10 de fevereiro de 2017

Uma estrada sob a tua pele

Uma estrada sob a tua pele. Com salgueiros ladeando as margens nuas da tua ausência. Onde no passado se preparavam os campos para a sementeira, as charruas abrindo espaço para regalo do sol. O teu corpo crescendo como o milho verde das searas, deitando duas espigas frescas na fome das minhas mãos. Seguindo o percurso doce dos meus dedos. O tempo reclamando pela rega, inquietando a migração das aves e a sede dos ninhos. As raízes do teu desejo procurando no solo o cereal que amadurece na tua boca. A eira à espera, um terreiro plano e limpo. O milho-rei escondido nos segredos da blusa, pronto para a desfolhada. Assim é a estrada, assim é o teu calor subcutâneo. 


2 de fevereiro de 2017

Mudar de vida

Mudar de vida. Elevar o meu voo ao nível dos teus passos. Asa aberta do grifo sobre a inclemência dos penhascos.
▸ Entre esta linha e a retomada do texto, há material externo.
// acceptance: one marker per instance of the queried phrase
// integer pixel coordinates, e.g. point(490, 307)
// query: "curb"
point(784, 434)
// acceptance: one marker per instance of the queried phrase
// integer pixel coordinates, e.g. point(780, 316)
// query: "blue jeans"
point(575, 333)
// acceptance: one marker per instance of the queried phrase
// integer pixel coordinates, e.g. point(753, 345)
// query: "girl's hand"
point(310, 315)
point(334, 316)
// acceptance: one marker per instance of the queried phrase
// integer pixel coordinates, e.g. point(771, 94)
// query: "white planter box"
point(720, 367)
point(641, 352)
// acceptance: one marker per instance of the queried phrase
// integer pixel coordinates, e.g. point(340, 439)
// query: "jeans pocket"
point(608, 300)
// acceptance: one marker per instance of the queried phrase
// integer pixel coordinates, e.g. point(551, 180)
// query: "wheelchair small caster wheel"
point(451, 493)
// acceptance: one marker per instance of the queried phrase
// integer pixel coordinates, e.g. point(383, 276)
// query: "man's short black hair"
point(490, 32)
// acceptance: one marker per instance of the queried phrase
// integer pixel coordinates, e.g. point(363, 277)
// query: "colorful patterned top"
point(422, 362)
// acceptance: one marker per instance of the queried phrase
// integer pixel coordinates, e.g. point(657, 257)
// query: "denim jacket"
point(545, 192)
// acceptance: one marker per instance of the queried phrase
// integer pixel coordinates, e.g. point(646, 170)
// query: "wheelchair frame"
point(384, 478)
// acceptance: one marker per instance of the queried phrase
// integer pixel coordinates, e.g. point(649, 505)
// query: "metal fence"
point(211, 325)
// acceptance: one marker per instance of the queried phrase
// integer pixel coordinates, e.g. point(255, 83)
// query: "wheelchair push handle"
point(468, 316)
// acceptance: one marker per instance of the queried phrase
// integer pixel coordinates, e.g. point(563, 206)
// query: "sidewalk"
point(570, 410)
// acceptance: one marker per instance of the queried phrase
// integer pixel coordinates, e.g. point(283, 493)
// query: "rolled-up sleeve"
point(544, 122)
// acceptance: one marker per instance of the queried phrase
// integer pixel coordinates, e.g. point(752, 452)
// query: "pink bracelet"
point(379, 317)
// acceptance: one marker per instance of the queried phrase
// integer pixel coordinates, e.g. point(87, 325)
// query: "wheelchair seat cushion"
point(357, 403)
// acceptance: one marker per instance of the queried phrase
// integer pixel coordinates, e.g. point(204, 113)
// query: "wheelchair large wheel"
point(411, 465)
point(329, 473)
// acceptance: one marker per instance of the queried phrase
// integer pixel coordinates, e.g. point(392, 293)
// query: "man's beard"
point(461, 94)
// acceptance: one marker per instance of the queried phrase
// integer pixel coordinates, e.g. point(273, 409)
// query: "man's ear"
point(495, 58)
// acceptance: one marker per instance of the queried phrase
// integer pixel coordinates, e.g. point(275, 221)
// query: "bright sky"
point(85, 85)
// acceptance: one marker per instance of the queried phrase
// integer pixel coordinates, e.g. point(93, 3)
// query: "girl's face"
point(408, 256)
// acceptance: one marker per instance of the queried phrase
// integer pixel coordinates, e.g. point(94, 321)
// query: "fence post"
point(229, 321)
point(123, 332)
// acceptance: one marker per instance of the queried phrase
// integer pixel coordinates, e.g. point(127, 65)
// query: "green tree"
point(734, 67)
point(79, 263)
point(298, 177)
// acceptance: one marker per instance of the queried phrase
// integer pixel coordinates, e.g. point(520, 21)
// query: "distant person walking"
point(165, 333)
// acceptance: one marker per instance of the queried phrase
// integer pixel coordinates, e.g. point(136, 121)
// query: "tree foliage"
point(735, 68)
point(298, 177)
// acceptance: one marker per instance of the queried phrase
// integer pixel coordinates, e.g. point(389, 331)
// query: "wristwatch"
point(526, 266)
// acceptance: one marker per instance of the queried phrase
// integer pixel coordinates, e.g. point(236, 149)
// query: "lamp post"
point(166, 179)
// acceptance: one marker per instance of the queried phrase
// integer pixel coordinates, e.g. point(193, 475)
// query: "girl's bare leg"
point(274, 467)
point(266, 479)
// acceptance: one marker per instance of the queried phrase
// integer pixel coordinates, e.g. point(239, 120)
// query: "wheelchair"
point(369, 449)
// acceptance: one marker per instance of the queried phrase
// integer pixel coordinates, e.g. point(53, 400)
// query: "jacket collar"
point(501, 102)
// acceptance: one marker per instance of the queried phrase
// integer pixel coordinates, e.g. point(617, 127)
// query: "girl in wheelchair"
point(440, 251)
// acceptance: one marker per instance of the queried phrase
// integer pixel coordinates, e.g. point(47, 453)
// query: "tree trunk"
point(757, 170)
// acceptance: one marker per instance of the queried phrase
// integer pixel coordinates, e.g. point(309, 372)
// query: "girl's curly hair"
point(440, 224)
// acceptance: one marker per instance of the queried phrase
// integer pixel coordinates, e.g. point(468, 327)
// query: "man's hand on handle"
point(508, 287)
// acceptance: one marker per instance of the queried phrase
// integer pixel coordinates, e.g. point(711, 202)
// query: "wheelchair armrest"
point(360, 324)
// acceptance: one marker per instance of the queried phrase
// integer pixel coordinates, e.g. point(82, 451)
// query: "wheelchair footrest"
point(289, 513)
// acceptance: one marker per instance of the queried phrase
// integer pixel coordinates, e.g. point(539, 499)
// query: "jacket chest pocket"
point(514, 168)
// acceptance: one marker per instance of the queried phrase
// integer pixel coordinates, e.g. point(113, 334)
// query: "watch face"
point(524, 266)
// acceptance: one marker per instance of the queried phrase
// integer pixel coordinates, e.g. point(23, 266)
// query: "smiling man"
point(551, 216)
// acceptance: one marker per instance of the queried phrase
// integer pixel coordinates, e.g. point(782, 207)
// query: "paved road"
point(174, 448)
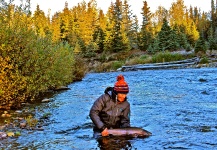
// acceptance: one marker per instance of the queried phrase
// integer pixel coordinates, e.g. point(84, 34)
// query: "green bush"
point(30, 64)
point(166, 57)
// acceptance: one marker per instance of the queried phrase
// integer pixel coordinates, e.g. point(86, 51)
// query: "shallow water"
point(179, 107)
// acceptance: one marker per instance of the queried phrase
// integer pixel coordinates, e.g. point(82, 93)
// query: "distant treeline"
point(39, 52)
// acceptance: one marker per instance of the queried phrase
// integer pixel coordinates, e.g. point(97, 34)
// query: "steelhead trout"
point(131, 131)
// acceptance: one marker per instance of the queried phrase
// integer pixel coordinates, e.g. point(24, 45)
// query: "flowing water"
point(179, 107)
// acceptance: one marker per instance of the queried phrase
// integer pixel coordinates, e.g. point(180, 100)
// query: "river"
point(178, 106)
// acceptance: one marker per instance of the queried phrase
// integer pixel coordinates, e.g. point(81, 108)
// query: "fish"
point(130, 131)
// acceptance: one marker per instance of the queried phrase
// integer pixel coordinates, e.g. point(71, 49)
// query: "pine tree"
point(167, 38)
point(146, 34)
point(117, 40)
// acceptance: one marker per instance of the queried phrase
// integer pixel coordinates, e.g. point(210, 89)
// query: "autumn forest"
point(39, 52)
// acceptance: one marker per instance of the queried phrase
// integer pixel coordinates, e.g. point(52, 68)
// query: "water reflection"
point(177, 106)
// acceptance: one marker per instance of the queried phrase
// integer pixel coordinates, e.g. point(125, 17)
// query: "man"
point(111, 110)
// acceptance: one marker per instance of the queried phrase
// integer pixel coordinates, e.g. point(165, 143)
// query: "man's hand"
point(105, 132)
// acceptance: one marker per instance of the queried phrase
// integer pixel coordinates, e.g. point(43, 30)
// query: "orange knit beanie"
point(121, 85)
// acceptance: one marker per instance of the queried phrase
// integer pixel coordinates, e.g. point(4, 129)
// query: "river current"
point(178, 106)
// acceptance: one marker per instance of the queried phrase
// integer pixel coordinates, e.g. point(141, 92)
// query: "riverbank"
point(140, 60)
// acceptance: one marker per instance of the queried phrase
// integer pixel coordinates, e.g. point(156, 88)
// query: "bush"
point(30, 64)
point(166, 57)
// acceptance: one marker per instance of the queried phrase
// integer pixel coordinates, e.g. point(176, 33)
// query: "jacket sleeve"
point(125, 120)
point(95, 110)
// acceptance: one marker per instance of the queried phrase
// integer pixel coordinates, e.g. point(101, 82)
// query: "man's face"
point(121, 97)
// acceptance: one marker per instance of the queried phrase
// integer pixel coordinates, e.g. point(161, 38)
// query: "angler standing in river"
point(111, 110)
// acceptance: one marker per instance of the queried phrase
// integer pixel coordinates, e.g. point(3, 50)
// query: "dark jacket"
point(106, 112)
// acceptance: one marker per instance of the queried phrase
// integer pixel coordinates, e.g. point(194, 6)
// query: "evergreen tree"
point(167, 38)
point(117, 40)
point(146, 35)
point(200, 46)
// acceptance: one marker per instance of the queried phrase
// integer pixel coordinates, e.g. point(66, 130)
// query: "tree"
point(146, 33)
point(167, 38)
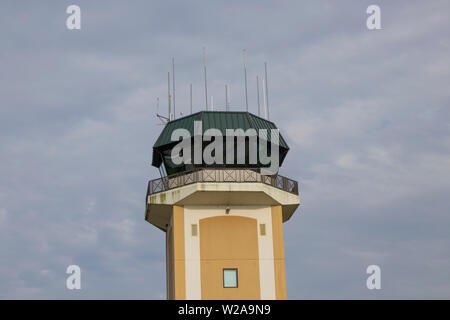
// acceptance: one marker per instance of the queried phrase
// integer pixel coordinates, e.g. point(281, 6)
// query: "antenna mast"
point(257, 90)
point(227, 105)
point(245, 77)
point(264, 99)
point(267, 91)
point(168, 95)
point(190, 95)
point(206, 86)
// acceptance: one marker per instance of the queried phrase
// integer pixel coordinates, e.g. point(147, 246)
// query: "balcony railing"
point(220, 175)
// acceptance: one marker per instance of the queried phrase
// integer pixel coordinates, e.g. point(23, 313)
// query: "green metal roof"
point(220, 120)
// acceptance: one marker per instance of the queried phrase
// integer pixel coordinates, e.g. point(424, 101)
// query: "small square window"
point(230, 278)
point(194, 230)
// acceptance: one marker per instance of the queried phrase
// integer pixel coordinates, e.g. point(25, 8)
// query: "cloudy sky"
point(366, 114)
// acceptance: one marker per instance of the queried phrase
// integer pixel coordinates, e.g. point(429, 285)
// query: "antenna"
point(190, 95)
point(245, 77)
point(265, 101)
point(267, 91)
point(257, 90)
point(168, 95)
point(163, 119)
point(227, 105)
point(173, 84)
point(206, 86)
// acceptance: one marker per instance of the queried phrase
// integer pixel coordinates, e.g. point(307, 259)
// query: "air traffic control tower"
point(223, 222)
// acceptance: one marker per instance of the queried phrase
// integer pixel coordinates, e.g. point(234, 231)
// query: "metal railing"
point(220, 175)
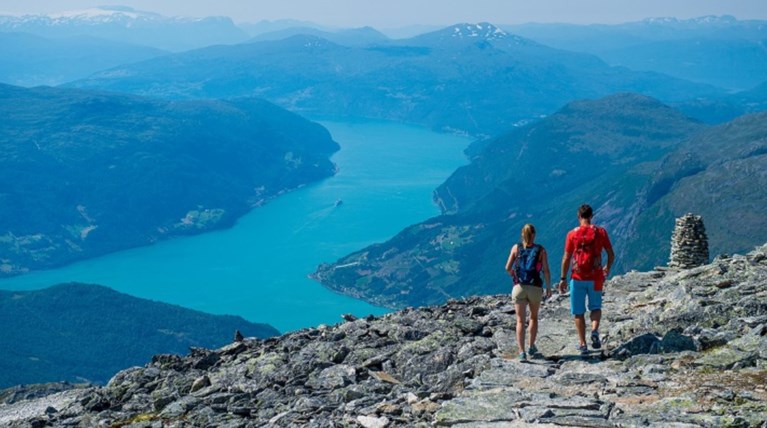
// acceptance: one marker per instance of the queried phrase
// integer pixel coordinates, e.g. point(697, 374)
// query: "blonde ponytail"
point(528, 234)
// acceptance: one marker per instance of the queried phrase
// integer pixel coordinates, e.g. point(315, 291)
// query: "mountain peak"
point(482, 30)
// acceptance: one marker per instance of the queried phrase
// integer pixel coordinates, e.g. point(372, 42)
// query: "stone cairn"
point(689, 243)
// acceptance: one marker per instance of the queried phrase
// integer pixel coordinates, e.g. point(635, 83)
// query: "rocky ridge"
point(682, 347)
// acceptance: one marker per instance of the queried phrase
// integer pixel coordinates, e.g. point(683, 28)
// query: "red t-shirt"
point(602, 242)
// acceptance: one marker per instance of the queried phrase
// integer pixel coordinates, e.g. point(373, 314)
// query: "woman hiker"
point(526, 261)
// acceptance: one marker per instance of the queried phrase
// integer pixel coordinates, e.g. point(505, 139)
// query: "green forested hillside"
point(638, 162)
point(83, 173)
point(86, 333)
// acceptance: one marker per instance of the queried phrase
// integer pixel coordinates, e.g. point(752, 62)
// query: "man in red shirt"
point(583, 251)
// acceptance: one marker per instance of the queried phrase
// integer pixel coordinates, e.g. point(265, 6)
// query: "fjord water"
point(258, 268)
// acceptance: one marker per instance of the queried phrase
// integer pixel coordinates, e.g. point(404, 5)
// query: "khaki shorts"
point(526, 293)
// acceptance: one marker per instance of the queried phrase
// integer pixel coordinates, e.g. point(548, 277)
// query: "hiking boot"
point(595, 342)
point(532, 350)
point(583, 349)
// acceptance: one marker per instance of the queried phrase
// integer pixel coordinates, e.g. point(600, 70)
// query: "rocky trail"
point(681, 348)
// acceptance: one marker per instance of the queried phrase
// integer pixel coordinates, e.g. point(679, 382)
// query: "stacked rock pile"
point(681, 348)
point(689, 243)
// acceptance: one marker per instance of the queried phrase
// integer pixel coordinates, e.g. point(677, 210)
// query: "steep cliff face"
point(684, 347)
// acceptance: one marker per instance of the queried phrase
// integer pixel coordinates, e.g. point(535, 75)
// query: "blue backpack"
point(527, 266)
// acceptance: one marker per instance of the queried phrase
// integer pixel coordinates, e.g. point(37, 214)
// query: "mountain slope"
point(127, 25)
point(611, 153)
point(85, 173)
point(471, 78)
point(30, 60)
point(77, 332)
point(721, 51)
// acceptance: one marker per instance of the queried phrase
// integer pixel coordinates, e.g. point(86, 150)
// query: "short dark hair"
point(585, 211)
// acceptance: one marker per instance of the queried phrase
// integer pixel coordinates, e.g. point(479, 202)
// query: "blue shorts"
point(579, 290)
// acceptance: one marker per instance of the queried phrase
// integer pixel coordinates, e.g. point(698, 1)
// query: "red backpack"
point(586, 256)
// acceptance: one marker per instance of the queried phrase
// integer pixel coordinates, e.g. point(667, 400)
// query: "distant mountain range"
point(127, 25)
point(84, 173)
point(718, 50)
point(364, 36)
point(638, 162)
point(472, 78)
point(30, 60)
point(86, 333)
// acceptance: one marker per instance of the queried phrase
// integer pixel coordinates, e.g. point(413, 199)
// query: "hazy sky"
point(395, 13)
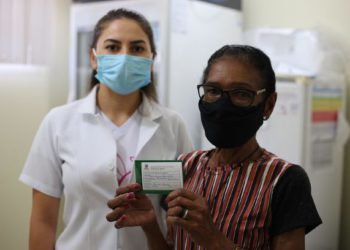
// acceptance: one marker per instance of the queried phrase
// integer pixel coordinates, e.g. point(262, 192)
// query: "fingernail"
point(123, 218)
point(137, 187)
point(130, 196)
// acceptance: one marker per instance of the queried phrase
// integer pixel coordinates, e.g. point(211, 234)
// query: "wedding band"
point(184, 213)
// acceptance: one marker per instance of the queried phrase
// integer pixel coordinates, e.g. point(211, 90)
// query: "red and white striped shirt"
point(239, 197)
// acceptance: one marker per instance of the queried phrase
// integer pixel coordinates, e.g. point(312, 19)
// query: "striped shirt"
point(239, 197)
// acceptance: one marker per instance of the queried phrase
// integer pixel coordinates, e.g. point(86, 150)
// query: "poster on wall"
point(233, 4)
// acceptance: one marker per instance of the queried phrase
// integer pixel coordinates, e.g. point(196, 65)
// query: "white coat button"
point(111, 167)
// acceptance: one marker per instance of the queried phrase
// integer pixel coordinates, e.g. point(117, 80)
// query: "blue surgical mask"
point(123, 74)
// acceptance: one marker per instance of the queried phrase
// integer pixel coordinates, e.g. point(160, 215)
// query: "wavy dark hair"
point(250, 56)
point(112, 15)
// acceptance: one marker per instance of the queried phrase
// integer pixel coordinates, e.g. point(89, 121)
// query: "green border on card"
point(138, 176)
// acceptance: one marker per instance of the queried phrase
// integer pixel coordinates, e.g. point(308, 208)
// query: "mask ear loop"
point(94, 51)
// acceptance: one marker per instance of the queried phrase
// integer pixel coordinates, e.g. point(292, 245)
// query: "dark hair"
point(250, 56)
point(112, 15)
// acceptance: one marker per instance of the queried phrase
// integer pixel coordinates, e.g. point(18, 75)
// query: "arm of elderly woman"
point(198, 222)
point(200, 226)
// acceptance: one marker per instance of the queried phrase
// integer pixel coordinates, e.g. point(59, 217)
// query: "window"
point(24, 31)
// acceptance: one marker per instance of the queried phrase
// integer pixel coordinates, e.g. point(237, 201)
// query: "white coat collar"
point(150, 110)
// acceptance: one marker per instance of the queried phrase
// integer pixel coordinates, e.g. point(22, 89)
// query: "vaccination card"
point(158, 177)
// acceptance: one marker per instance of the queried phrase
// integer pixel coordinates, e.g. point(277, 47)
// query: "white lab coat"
point(74, 154)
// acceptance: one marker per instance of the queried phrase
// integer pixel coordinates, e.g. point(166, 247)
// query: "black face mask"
point(229, 126)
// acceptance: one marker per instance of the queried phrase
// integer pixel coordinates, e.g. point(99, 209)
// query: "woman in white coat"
point(84, 151)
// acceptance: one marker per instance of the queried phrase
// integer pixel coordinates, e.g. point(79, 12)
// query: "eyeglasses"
point(238, 96)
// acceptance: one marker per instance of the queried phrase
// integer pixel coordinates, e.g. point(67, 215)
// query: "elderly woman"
point(238, 195)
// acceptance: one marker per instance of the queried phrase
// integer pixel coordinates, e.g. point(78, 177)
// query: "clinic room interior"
point(44, 64)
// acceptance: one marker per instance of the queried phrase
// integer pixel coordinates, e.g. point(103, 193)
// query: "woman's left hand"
point(131, 208)
point(197, 220)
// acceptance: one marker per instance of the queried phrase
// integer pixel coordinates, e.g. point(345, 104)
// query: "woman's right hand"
point(131, 208)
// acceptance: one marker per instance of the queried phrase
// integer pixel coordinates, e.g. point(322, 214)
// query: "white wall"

No fundo dos quais, desde sempre, dorme um rio. Um rio de águas líquidas, desenhando na fronteira a elegância do repouso das cegonhas. E a silhueta doce e sensual dos dias nas colmeias. A promessa ardendo no pavio das velas que se acendem na dimensão dos santuários. É de mel toda a madrugada que começa, o silêncio das horas varrendo o nevoeiro. O som metálico dos sinos das igrejas, como os faróis, assinalando a entrada das barras submersas.


É sob a chuva que te realizas, quando caminhas. E o meu olhar te procura do cimo de todos os miradouros, atravessando os cumes da serrania. Enquanto dormes um sono longo, o branco amarrotado dos lençóis sorrindo nos teus braços. Como as asas abertas de um anjo tirado das ilustrações dos antigos livros infantis. Há-de haver manhã, quando a geada cobrir as ervas que crescem à entrada da porta. E tu acordares, cansada da noite.